The New York State Department of Taxation and Finance has issued a Technical Memorandum under the Article 9-A corporate franchise tax providing a method for attributing interest expense deductions for corporations impacted by the federal interest deduction limitations under IRC § 163(j), and for corporations with deemed repatriated income under IRC § 965(a). Technical Memorandum, “Attribution of Interest Deductions for Article 9-A Taxpayers with Repatriated Income or IRC § 163(j) Limitations,” TSB-M-19(2)C, (2) I (N.Y.S. Dep’t of Taxation & Fin., June 12, 2019).
Under Article 9-A, since a corporation is not taxed on its investment income, other exempt income (including exempt CFC income), and exempt unitary corporation dividends, a corporation’s interest expenses attributable to those categories of income are disallowed. The Memorandum provides important guidance on this frequently troublesome area of New York corporate tax law, an area made more complex by the interplay of the interest attribution rules and IRC § 163(j), which generally limits a taxpayer’s federal deduction for net business interest to 30% of its adjusted taxable income for the year.
IRC § 163(j) Interest Expense Limitation
For taxpayers impacted by the IRC § 163(j) interest expense limitation, the Memorandum provides a method for determining the interest expense attribution amounts after application of the § 163(j) limitation. First, it requires that a corporation calculate the amount of interest expense subject to attribution prior to the § 163(j) limitation and the portion of that amount that is directly attributable to each category of income under Article 9-A (“directly traceable amounts”). It then requires that the corporation calculate the total amount of interest expense subject to attribution after the § 163(j) limitation (“limited interest amount”).
The Memorandum explains how the limited interest amount should be attributed to each category of income. If the directly traceable amounts (pre-application of the § 163(j) limitation) are greater than the limited interest amount (post-application of the § 163(j) limitation), the directly traceable amounts must be recalculated for each category of income by multiplying the limited interest amount by a fraction for each income category, the numerator of which is the directly traceable amounts to that income category and the denominator of which is the pre-§ 163(j) limitation amounts traceable to all income categories. If the directly traceable amounts are less than (or equal to) the limited interest amount, then no adjustments must be made to the directly traceable amounts, and the excess interest expense is indirectly attributed to each category of income by formula.

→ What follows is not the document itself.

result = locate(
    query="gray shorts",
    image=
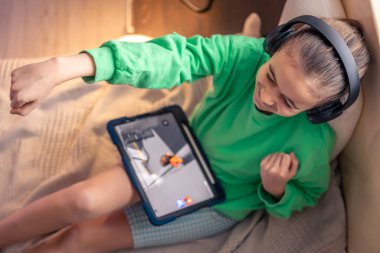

IRC § 163(j) Carryforward Amounts
The Memorandum provides that IRC § 163(j) interest carryforwards may not be directly traced. Instead, those amounts are indirectly attributed by formula.
IRC § 965(a) Repatriation Amounts
The Memorandum also provides the methodology for attributing interest expenses to deemed repatriation amounts under IRC § 965(a). If the CFC stock generating the repatriated income constitutes business capital to the taxpayer, no modification to the existing interest attribution method is needed. However, if the CFC stock constitutes investment capital to the taxpayer, the Memorandum provides for a modified method of calculating the attributable interest expenses.
The new guidance is important in that it reconciles directly attributed interest expenses (which are pre-limitation) with the interest expenses actually deducted (which are post-limitation). The IRC § 163(j) interest expense attribution methodology does not apply to taxpayers that have made the 40% interest expense “safe harbor” election, an annual election that generally allows a corporation to add back 40% of its investment income, exempt CFC income, and exempt unitary dividends in lieu of being subject to direct and indirect interest expense attribution.